Desde que a BYD e a GWM se estabeleceram no país, com planos de construir fábricas e bons resultados de vendas, diversas outras montadoras chinesas também anunciaram intenções com o mercado brasileiro. Entre elas estão Neta, Zeerk, MG, Foton e Omoda Jaecoo. O sucesso dessas pioneiras serve de inspiração para as novas entrantes, mas tudo vai depender da estratégia adotada.
"Brincando de mercado brasileiro"
Milad Kalume, consultor automotivo, afirma que uma razão para o interesse das marcas chinesas é o sucesso já observado das marcas BYD e GWM no Brasil.
"Essas novas chinesas estão surfando no sucesso da BYD e da GWM. Vamos aguardar para entender se realmente vão ter uma estrutura digna de mercado brasileiro, porque só começar a vender aqui e brincar de mercado brasileiro não é bom nem para elas e nem para o Brasil", explica Kalume.
Ele ressalta a importância de uma infraestrutura robusta para o sucesso no mercado brasileiro. "Diversas vieram, saíram, sem deixar assistência técnica para o brasileiro.

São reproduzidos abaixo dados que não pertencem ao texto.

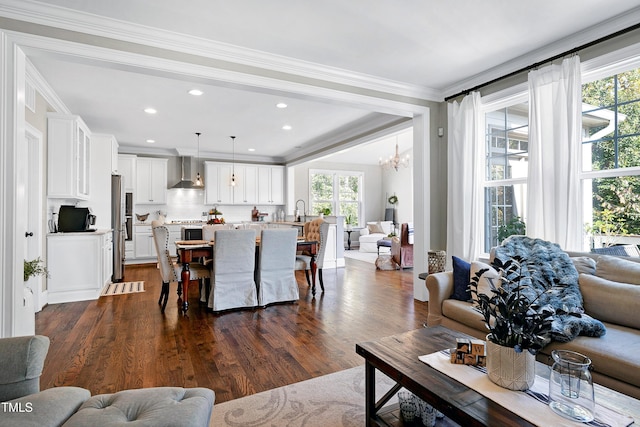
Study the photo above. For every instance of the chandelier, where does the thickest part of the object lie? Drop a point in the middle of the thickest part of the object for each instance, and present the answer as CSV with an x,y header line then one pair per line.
x,y
395,161
233,162
198,182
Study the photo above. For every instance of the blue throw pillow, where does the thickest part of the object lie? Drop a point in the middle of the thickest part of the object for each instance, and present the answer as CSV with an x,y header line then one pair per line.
x,y
461,279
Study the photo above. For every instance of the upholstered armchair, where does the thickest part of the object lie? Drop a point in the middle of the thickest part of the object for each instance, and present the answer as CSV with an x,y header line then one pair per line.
x,y
22,361
402,246
25,405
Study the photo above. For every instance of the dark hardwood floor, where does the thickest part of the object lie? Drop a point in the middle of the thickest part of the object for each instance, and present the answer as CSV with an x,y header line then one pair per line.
x,y
122,342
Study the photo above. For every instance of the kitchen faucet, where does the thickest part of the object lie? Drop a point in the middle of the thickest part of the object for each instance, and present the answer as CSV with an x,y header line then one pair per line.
x,y
304,211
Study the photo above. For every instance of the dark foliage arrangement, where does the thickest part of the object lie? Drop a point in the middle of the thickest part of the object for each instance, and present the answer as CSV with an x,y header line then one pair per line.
x,y
512,318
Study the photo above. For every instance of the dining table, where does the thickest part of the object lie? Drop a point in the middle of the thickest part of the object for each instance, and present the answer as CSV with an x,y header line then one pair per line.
x,y
188,250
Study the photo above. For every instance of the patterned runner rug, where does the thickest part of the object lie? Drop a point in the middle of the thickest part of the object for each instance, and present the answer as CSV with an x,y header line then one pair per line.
x,y
122,288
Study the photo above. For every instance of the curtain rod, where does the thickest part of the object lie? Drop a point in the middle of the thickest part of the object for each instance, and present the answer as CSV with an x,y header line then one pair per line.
x,y
553,58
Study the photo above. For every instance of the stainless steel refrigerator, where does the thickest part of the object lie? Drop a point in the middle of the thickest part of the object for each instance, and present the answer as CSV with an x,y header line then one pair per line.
x,y
118,225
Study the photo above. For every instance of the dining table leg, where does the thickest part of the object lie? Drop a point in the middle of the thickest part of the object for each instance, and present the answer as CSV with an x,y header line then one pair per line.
x,y
314,267
185,276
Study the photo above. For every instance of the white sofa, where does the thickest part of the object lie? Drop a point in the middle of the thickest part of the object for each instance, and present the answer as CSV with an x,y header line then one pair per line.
x,y
368,238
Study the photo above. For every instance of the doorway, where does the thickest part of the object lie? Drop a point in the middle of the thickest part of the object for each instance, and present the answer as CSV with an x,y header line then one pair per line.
x,y
35,234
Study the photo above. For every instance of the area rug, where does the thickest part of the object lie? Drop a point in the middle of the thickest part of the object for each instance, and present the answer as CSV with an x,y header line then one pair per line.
x,y
122,288
331,400
369,257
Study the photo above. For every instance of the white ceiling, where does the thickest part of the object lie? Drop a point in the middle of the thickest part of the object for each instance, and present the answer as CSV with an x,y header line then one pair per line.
x,y
433,48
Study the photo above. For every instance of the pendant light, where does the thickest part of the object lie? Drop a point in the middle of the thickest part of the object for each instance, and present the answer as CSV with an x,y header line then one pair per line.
x,y
395,161
233,162
198,182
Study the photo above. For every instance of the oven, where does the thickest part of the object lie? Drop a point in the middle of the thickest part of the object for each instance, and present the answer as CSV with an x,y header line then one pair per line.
x,y
191,233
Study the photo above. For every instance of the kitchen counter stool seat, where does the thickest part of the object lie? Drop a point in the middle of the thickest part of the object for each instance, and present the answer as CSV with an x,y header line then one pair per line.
x,y
170,270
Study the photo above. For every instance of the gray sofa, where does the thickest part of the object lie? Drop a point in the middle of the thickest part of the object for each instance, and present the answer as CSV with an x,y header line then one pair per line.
x,y
610,288
23,404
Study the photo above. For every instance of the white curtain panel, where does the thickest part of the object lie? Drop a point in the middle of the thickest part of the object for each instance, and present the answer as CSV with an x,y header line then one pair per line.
x,y
465,179
554,197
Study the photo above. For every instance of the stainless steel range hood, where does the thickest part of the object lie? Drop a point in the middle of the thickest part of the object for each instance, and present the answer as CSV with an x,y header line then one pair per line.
x,y
186,164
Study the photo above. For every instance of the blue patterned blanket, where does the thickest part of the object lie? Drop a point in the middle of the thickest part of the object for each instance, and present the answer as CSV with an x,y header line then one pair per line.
x,y
552,270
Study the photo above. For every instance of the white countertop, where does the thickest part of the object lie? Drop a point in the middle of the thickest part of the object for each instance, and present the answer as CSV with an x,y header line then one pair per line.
x,y
83,233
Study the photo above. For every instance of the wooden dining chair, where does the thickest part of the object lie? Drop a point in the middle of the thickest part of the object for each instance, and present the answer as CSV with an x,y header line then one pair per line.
x,y
276,261
170,270
232,276
316,230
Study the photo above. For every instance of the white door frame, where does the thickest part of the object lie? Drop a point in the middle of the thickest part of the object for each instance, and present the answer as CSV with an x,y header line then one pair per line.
x,y
35,245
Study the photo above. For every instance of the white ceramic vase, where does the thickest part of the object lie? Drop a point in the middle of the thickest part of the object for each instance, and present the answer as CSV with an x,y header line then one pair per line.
x,y
509,369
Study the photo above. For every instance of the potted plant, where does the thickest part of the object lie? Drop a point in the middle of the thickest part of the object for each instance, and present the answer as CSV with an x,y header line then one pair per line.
x,y
34,268
518,326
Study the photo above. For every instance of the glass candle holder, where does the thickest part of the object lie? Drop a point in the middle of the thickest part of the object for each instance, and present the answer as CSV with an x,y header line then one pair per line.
x,y
571,392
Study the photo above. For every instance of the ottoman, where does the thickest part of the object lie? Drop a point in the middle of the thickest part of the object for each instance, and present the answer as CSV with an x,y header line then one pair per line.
x,y
153,407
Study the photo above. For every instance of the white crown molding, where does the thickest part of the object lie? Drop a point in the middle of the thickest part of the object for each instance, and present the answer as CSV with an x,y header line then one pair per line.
x,y
367,130
41,85
40,45
595,32
58,17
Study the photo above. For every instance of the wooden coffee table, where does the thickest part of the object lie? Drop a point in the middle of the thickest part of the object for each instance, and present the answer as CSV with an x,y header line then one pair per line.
x,y
397,357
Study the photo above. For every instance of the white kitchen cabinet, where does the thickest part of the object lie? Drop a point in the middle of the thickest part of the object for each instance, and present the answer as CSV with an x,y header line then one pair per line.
x,y
217,183
143,242
151,181
129,252
79,264
270,185
127,168
69,157
246,189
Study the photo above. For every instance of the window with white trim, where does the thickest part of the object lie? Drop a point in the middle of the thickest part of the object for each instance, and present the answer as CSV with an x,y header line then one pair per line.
x,y
611,159
338,191
506,169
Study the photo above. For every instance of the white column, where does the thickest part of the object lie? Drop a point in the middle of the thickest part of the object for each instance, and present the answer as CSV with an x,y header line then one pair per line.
x,y
17,318
421,202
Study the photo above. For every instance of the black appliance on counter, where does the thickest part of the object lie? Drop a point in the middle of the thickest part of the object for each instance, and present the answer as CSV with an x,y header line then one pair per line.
x,y
191,233
72,219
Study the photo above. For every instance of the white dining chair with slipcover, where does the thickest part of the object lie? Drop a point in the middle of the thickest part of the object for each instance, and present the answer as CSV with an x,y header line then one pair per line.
x,y
170,270
276,277
232,276
316,230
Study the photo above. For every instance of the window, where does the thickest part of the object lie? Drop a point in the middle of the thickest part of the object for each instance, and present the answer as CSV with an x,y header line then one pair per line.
x,y
338,191
611,157
507,145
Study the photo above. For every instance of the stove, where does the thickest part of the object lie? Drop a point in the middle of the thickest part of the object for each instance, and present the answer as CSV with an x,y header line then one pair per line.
x,y
188,221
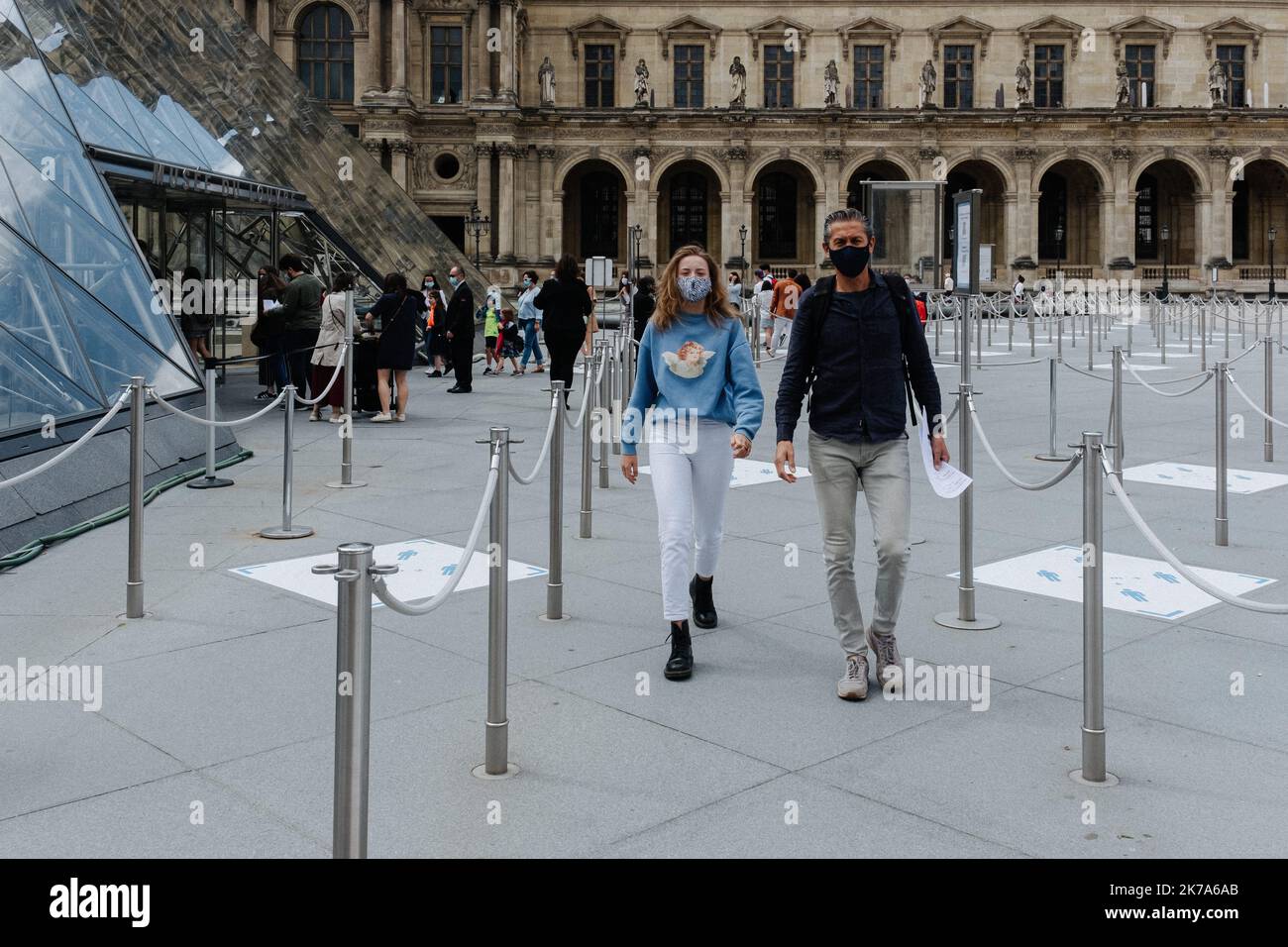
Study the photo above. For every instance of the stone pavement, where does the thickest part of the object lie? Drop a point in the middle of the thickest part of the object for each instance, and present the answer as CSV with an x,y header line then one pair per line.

Testaram o mercado, prometeram e saíram. Disso o país não precisa mais. Precisa ter uma estrutura, investimento em concessionárias, em peças de reposição, um respeito com o consumidor brasileiro."

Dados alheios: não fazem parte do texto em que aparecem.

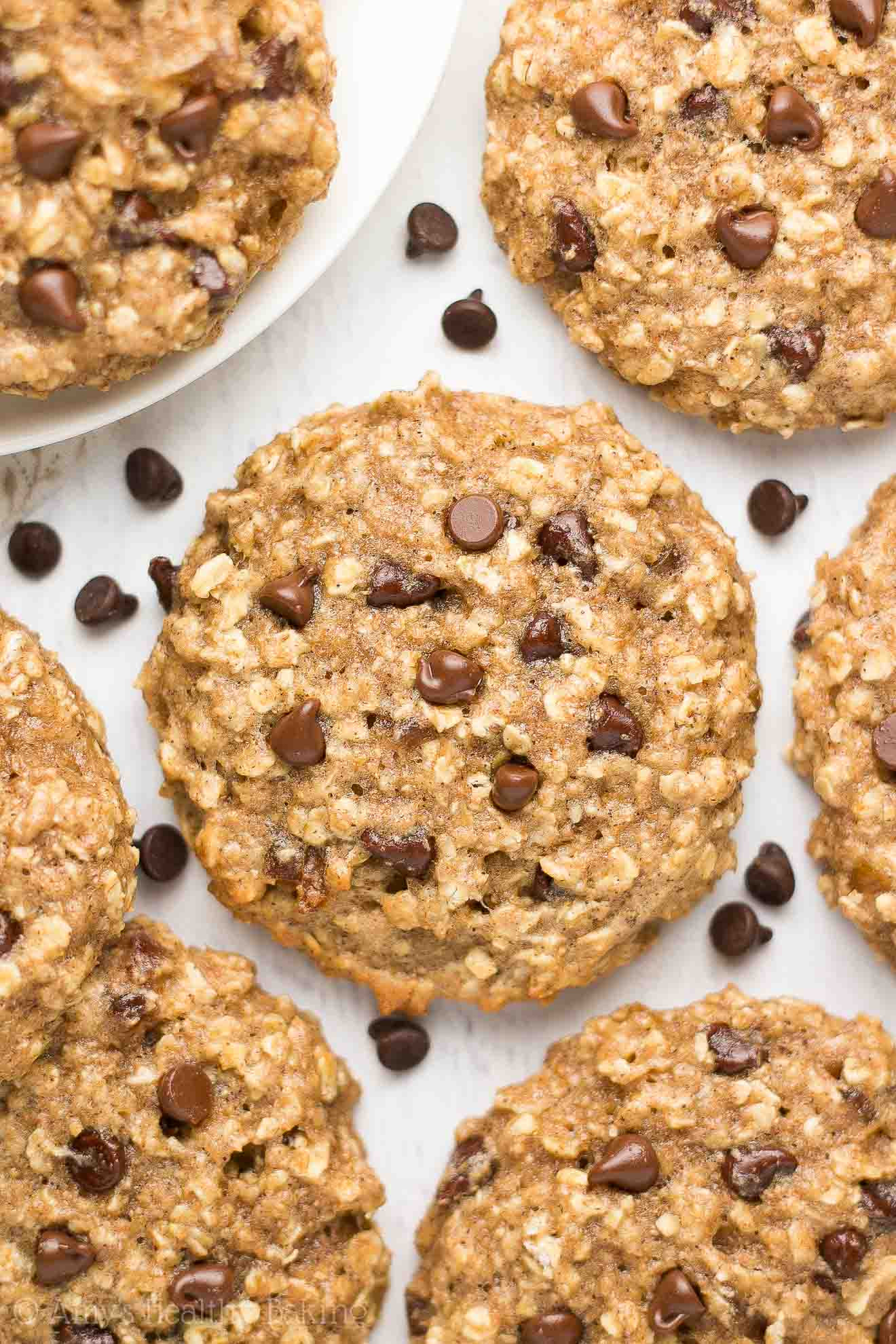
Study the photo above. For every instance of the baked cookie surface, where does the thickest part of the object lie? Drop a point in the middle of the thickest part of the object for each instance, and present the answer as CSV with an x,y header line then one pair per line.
x,y
722,1172
152,159
707,194
183,1164
457,695
844,698
67,866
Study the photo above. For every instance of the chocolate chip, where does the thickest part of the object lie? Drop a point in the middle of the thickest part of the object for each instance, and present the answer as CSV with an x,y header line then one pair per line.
x,y
49,296
430,229
292,597
734,929
469,323
191,130
515,785
97,1164
798,348
770,876
747,236
48,149
844,1252
400,1043
602,109
34,548
202,1288
772,507
474,522
299,739
614,728
409,855
101,600
791,122
61,1256
574,244
151,477
735,1053
566,538
750,1171
445,676
629,1163
876,208
163,853
542,639
675,1303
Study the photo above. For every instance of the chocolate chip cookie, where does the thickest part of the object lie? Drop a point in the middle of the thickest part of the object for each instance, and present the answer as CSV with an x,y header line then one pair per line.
x,y
67,867
153,157
705,191
845,742
457,695
723,1172
185,1164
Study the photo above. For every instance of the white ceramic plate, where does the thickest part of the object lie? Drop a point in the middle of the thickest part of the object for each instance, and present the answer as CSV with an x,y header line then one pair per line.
x,y
390,61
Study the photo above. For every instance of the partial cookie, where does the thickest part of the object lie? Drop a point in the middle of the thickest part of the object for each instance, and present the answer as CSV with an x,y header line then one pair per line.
x,y
707,194
153,157
457,694
723,1172
186,1155
845,742
67,866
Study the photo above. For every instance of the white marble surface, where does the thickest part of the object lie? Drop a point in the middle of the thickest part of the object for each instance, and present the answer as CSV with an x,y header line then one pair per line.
x,y
373,323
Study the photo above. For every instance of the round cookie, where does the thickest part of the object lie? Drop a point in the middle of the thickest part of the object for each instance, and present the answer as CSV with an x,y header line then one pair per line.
x,y
67,866
186,1155
845,698
720,1172
152,159
705,191
457,695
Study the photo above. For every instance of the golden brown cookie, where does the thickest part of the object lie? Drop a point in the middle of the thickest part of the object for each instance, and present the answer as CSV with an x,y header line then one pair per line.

Kalume também comenta sobre as barreiras tributárias de entrada de veículos chineses nos mercados dos Estados Unidos e México. "Nenhuma montadora gostaria de vir para o Brasil sem antes ir para os EUA, mas elas esbarram em diversas restrições, como a tributação em 100% dos eletrificados chineses. Por que não vão para o México? Porque é muito influenciado pelos EUA. O outro mercado relevante é o Brasil, com potencial de crescimento para 3 milhões a 3,5 milhões de veículos por ano."
A paralisação das operações da Seres no Brasil pode ser um indicativo dos desafios que as montadoras chinesas enfrentam ao tentar se estabelecer no país. No entanto, com uma estratégia bem definida, investimentos em infraestrutura e compromisso com o mercado local, essas empresas têm potencial para superar as barreiras e conquistar uma fatia significativa do mercado automotivo brasileiro.
As experiências da BYD e da GWM mostram que é possível ter sucesso, desde que haja um planejamento robusto e uma execução eficaz.